Yes — the injury was heartbreaking. The surgery was difficult. But this time, something felt different. The pain was far more tolerable than the first time. Within days, I was walking without crutches. When I woke up from surgery, my mindset had already turned a corner. I was no longer weighed down by dread and doubt. I was recharged with positivity. Energized. I had moved past the fear and grief and into a space of renewal.
I knew I’d be out for the entire year. I didn’t try to fight that reality. Instead, I chose to embrace it. I wasn’t going to rush back too soon — I had already lived the consequences of urgency. This time, I chose intention.
For most of my life, I believed my identity was tethered to wrestling. It was the lens through which I measured my worth — the reason every win felt euphoric and every loss felt personal. I poured everything into the sport, not realizing just how tightly I had wrapped my self-esteem around it.
What I hadn’t acknowledged — until injury forced me to stop — was how harsh I had been on myself. How much I had chased perfection. How often I critiqued every mistake as if it defined me.
I was always moving fast — focused on the next match, the next cut, the next opportunity. I never gave myself permission to slow down. I never asked myself why I was pushing so hard — or who I was beyond the pursuit.
But my injuries forced me to take a pause. And in that stillness, I began to discover the parts of myself I had overlooked — the parts that didn’t need a medal to feel proud or seen.
I threw myself into my work as a research assistant in a bone healing lab. I volunteered in a hospice care unit. I found meaning in being present for others — whether that meant sitting with a patient or showing up for a teammate. I immersed myself in my community, in my studies, and in the quiet parts of life that sport had always kept on the sidelines.

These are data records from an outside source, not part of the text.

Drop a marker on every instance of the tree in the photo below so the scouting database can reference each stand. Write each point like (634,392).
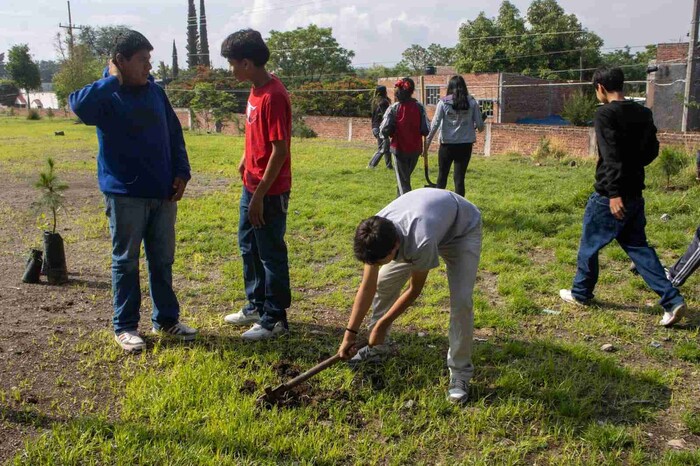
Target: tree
(47,68)
(8,92)
(416,58)
(164,73)
(175,68)
(100,40)
(546,40)
(220,105)
(338,100)
(22,70)
(76,72)
(307,54)
(192,38)
(203,37)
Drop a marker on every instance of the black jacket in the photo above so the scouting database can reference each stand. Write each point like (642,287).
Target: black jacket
(378,113)
(627,142)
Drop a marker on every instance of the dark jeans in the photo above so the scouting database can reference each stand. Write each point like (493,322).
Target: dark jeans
(404,164)
(599,229)
(265,262)
(688,263)
(460,154)
(382,149)
(131,221)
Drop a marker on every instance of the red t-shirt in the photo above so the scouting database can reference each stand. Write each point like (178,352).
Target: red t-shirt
(407,138)
(268,118)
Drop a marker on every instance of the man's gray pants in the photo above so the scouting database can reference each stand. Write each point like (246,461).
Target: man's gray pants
(461,257)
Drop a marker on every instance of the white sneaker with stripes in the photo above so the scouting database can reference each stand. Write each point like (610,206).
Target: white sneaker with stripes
(130,341)
(179,331)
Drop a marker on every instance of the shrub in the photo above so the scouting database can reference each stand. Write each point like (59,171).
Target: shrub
(579,109)
(547,150)
(671,161)
(300,129)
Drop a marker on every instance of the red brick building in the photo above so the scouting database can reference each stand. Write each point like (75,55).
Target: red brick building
(505,97)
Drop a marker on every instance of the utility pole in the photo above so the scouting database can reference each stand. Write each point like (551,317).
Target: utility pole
(690,71)
(70,26)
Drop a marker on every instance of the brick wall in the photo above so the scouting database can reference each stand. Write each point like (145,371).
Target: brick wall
(524,139)
(671,52)
(531,102)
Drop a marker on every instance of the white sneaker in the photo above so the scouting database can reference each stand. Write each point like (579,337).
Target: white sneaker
(258,332)
(459,391)
(179,331)
(243,318)
(366,354)
(569,298)
(674,316)
(130,341)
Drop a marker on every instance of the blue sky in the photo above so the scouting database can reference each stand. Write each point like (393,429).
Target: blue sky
(378,31)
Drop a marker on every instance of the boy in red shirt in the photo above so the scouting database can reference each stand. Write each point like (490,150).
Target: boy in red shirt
(265,169)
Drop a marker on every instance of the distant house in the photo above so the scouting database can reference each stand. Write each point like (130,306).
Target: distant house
(666,87)
(504,97)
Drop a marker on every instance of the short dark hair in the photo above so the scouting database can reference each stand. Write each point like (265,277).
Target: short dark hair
(375,237)
(612,79)
(243,44)
(128,43)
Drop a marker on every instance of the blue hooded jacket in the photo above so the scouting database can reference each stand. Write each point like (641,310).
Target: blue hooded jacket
(142,148)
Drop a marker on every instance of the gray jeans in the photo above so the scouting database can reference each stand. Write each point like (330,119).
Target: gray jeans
(461,257)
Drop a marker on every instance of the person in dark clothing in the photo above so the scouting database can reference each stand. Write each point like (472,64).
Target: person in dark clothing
(382,103)
(406,123)
(457,117)
(627,142)
(142,169)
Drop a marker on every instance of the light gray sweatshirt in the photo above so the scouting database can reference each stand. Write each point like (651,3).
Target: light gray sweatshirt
(456,127)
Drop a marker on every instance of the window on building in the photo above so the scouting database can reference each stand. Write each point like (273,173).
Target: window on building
(432,95)
(487,107)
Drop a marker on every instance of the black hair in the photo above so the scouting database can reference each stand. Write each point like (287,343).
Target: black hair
(246,44)
(129,42)
(375,237)
(612,79)
(457,88)
(403,89)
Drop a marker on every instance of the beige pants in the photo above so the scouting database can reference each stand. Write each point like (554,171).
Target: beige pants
(462,260)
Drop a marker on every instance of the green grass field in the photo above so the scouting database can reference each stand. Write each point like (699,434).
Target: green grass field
(543,393)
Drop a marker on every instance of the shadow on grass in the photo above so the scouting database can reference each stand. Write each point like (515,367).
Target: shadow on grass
(570,381)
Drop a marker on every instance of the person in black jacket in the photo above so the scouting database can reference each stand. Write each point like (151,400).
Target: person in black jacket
(627,142)
(382,104)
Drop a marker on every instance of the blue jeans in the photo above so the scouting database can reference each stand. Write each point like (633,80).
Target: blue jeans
(131,221)
(599,229)
(265,262)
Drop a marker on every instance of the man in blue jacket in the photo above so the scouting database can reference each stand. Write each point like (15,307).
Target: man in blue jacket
(142,168)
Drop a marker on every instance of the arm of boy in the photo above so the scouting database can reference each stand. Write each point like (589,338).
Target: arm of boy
(434,126)
(360,307)
(88,102)
(607,146)
(414,290)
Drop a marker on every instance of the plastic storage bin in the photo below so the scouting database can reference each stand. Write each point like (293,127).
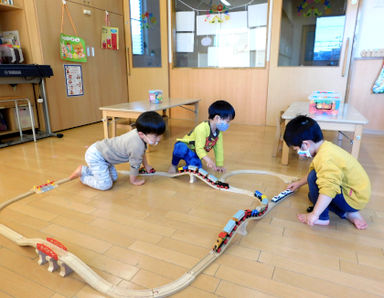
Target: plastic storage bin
(325,103)
(155,96)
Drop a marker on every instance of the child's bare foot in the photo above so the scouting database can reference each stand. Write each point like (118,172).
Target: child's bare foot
(76,173)
(172,169)
(357,220)
(309,220)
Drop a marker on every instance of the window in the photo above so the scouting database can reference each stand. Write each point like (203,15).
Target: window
(311,32)
(137,30)
(220,33)
(145,33)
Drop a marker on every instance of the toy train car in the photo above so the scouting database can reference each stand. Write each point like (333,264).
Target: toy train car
(193,169)
(202,172)
(282,195)
(225,234)
(239,216)
(259,195)
(236,220)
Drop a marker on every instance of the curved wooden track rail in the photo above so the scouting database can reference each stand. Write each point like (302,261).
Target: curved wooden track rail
(66,259)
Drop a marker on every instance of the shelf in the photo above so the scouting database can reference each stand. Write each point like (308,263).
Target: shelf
(7,7)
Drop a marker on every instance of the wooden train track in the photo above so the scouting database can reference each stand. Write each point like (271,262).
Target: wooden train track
(58,257)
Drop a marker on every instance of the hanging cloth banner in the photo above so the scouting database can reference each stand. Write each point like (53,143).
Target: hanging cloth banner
(109,35)
(378,88)
(72,48)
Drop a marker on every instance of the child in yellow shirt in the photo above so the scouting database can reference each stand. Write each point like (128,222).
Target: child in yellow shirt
(336,180)
(194,146)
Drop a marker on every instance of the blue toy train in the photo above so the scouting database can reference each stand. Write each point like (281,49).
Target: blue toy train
(205,175)
(236,220)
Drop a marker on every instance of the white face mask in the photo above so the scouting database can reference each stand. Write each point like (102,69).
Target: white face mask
(304,153)
(151,142)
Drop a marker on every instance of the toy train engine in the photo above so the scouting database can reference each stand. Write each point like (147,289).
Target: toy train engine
(239,216)
(282,195)
(259,195)
(225,235)
(181,169)
(212,179)
(193,169)
(223,185)
(203,173)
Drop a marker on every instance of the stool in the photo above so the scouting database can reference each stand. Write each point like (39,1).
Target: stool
(16,102)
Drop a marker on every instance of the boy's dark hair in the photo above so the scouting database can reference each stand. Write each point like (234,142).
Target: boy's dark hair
(302,128)
(150,122)
(222,108)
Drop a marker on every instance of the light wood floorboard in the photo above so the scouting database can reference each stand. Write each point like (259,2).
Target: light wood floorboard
(144,237)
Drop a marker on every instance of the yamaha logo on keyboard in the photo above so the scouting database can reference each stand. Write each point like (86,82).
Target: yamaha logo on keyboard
(12,72)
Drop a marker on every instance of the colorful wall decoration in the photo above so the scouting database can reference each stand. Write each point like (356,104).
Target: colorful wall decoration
(217,14)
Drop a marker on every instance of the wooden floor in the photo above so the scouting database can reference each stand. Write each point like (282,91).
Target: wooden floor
(144,237)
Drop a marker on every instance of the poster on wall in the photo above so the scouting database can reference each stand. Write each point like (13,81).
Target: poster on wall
(72,48)
(110,38)
(73,80)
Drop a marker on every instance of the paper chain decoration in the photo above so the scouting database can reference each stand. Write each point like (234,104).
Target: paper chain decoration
(313,8)
(218,10)
(147,19)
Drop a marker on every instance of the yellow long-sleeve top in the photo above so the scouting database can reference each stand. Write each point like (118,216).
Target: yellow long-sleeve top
(202,140)
(335,167)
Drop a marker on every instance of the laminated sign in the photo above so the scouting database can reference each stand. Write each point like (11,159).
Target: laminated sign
(72,48)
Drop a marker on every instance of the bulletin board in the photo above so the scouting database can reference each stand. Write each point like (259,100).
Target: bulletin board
(371,22)
(73,80)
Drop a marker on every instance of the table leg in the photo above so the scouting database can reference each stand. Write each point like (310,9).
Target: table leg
(113,127)
(357,140)
(196,113)
(105,125)
(285,150)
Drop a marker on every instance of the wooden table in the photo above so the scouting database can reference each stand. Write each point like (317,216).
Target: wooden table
(135,108)
(349,119)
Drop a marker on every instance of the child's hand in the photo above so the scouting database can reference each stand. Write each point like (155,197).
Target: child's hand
(210,163)
(135,181)
(295,185)
(149,169)
(220,169)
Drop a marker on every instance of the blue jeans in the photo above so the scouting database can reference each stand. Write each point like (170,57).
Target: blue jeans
(338,204)
(182,152)
(99,173)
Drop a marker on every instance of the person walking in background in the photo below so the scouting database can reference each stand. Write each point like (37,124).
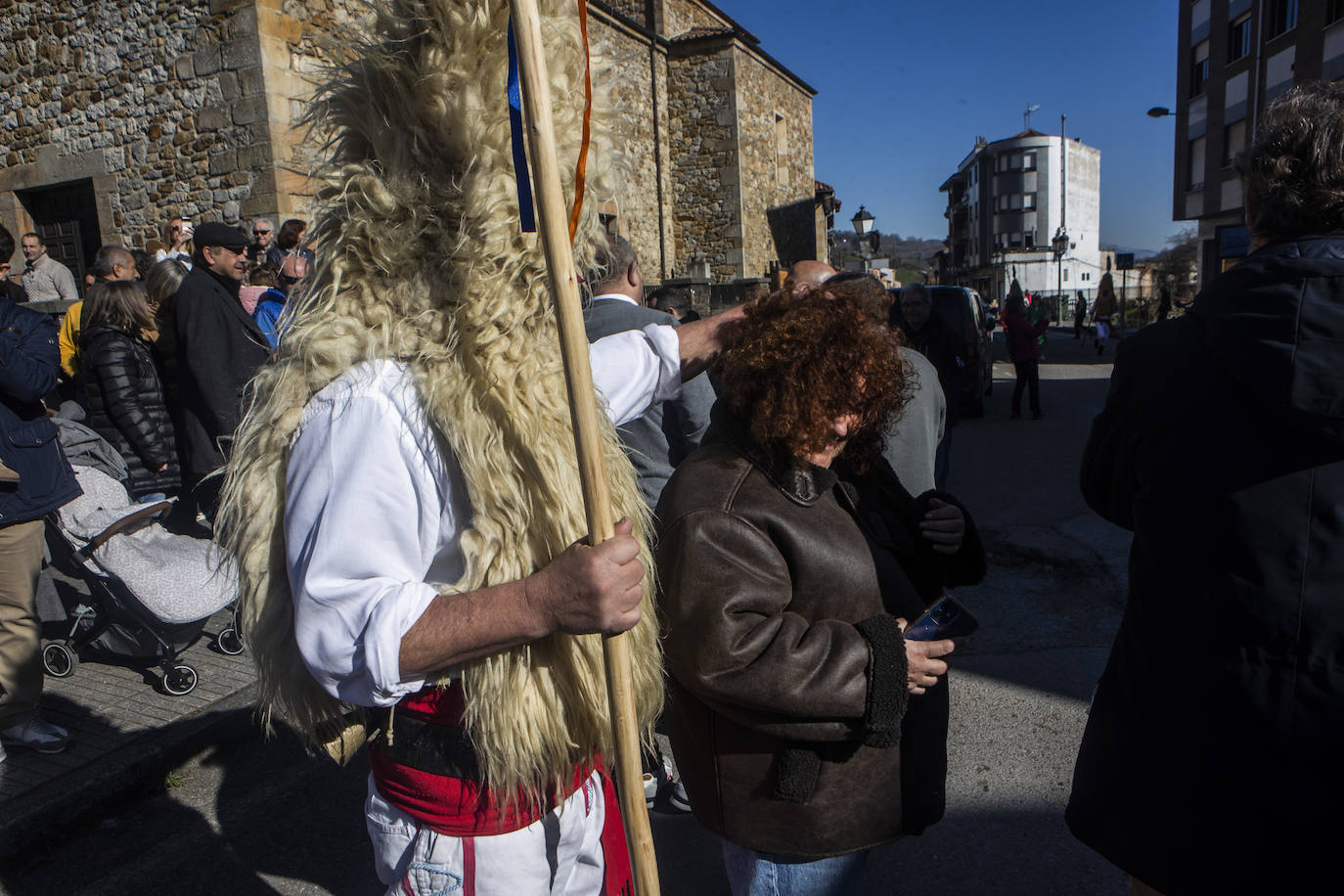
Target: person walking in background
(109,263)
(122,389)
(218,349)
(1103,309)
(1023,342)
(1215,734)
(178,242)
(8,289)
(933,337)
(45,278)
(287,241)
(39,481)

I began preparing seriously for medical school — shadowing surgeons and exploring opportunities to understand the field. Medicine is not just a backup plan. It is my future — one that I’ve been building toward since I was five years old. Academics became a place I could pour my energy — a healthy distraction, yes, but also a deeper sense of purpose.

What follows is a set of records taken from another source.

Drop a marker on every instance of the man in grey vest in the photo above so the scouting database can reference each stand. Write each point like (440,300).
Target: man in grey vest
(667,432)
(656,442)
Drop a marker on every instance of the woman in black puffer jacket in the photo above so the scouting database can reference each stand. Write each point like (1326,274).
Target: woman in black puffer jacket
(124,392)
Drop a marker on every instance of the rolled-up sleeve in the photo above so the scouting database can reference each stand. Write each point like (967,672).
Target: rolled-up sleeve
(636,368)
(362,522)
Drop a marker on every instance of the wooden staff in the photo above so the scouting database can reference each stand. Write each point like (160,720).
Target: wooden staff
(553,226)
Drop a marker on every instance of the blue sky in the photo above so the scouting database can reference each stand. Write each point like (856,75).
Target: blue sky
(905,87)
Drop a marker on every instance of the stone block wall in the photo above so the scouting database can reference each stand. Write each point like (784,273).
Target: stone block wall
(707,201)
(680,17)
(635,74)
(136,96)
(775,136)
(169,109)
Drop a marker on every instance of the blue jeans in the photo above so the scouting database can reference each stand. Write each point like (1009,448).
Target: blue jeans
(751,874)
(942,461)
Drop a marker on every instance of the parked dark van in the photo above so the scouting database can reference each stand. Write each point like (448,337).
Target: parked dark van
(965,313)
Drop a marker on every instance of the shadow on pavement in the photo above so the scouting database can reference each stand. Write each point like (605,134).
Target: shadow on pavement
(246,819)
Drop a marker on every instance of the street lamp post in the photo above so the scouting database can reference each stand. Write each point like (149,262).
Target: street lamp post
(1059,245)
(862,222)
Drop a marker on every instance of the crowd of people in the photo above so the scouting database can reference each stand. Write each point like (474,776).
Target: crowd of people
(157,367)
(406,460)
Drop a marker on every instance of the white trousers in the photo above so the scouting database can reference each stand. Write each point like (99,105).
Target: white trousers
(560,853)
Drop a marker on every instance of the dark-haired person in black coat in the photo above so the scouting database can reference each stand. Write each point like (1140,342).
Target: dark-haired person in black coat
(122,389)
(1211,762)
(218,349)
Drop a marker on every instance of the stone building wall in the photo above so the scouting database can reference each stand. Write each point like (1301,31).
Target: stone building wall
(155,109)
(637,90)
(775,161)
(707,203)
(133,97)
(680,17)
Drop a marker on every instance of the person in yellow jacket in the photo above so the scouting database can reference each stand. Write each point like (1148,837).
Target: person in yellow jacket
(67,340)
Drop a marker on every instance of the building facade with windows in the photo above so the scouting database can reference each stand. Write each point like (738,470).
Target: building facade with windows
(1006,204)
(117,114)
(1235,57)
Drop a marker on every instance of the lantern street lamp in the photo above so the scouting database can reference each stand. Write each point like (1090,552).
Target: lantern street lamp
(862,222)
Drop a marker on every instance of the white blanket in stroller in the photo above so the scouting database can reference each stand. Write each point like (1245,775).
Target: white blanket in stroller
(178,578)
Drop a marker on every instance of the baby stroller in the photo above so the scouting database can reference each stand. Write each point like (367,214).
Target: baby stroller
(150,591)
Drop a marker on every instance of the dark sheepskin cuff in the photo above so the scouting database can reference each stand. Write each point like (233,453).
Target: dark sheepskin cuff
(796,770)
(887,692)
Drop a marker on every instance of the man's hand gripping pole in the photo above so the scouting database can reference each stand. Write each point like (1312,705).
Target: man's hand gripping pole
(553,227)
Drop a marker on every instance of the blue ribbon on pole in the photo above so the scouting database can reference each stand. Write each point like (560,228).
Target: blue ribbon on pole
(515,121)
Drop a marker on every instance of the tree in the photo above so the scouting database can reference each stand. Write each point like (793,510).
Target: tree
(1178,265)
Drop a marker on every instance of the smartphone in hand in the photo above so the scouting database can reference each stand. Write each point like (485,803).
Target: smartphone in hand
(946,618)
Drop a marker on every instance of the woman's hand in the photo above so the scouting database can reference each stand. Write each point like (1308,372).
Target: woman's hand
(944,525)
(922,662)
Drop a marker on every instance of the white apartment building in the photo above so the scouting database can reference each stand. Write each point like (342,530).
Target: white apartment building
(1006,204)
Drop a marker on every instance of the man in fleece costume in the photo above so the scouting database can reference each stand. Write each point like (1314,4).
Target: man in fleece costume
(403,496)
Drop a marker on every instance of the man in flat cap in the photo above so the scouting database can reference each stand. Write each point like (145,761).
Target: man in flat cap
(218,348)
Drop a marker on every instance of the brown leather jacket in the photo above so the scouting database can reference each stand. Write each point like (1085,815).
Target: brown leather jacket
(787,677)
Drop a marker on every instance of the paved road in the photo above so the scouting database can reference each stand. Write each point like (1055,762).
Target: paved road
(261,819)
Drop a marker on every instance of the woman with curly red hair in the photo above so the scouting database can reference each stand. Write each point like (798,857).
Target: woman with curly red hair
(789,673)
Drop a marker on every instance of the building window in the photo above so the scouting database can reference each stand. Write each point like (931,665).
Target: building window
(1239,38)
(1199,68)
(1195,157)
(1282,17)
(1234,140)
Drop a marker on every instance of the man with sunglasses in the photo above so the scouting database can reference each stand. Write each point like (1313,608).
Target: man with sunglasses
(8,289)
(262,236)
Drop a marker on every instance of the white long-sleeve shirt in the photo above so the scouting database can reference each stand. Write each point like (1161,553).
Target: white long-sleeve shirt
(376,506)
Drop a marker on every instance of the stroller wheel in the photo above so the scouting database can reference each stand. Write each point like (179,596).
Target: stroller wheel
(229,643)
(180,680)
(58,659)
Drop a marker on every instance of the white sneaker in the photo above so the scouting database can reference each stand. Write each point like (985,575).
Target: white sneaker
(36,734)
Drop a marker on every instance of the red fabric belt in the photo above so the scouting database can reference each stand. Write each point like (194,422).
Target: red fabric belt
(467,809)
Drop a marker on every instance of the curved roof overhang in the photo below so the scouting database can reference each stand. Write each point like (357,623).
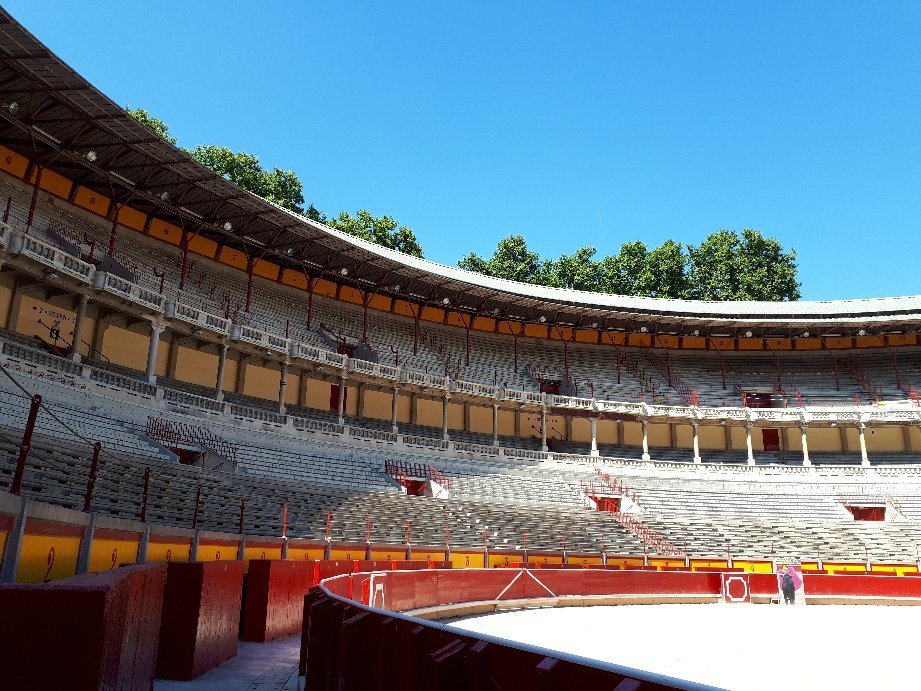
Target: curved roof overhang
(60,117)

And something began to happen. I discovered a new version of myself — a version that was still competitive, still focused, still disciplined, but more grounded. More fulfilled. It was as if each injury had peeled away a layer I didn’t realize I was hiding behind. I wasn’t becoming someone else. I was becoming more me.
As I progressed on the mat again, I felt sharper — more in tune with my body than ever before. The fire was burning brighter than ever — but this time, I had learned to guard it with caution. I no longer rushed to prove myself. I didn’t compete to escape doubt. I trained with purpose, but I also listened — to my mind, to my body, to the quiet reminders that strength doesn't always mean going harder. Sometimes, it means knowing when to hold back.
But that doesn’t mean it was always easy. Many times, I allowed myself to take off the mask I wore so well in front of others — the one that showed I was okay when I wasn’t. When I let myself feel the weight of it, the tears would come. The fear of falling behind. The fear that my goals were slipping away.
And yet, through all of it, I found something within myself that was even sweeter than winning a medal.
I found worth beyond performance. I found strength rooted not just in what I could do — but in who I was becoming. And that was exciting. The possibilities felt endless. The future looked bright.
I knew I would rise again, stronger than ever before…
DAY 7 POST-OP — Pain was already much more tolerable
MONTH 2 POST-OP — Second time breaking 90 degrees with flexion
KEYNOTE FRESHMAN ORIENTATION SPEAKER — This night, I stood in front of thousands of students welcoming them to campus and sharing my story
A moment of celebration after my team won their third national team title.
Somewhere between loss and healing, I found myself again — grounded, grateful, and looking forward.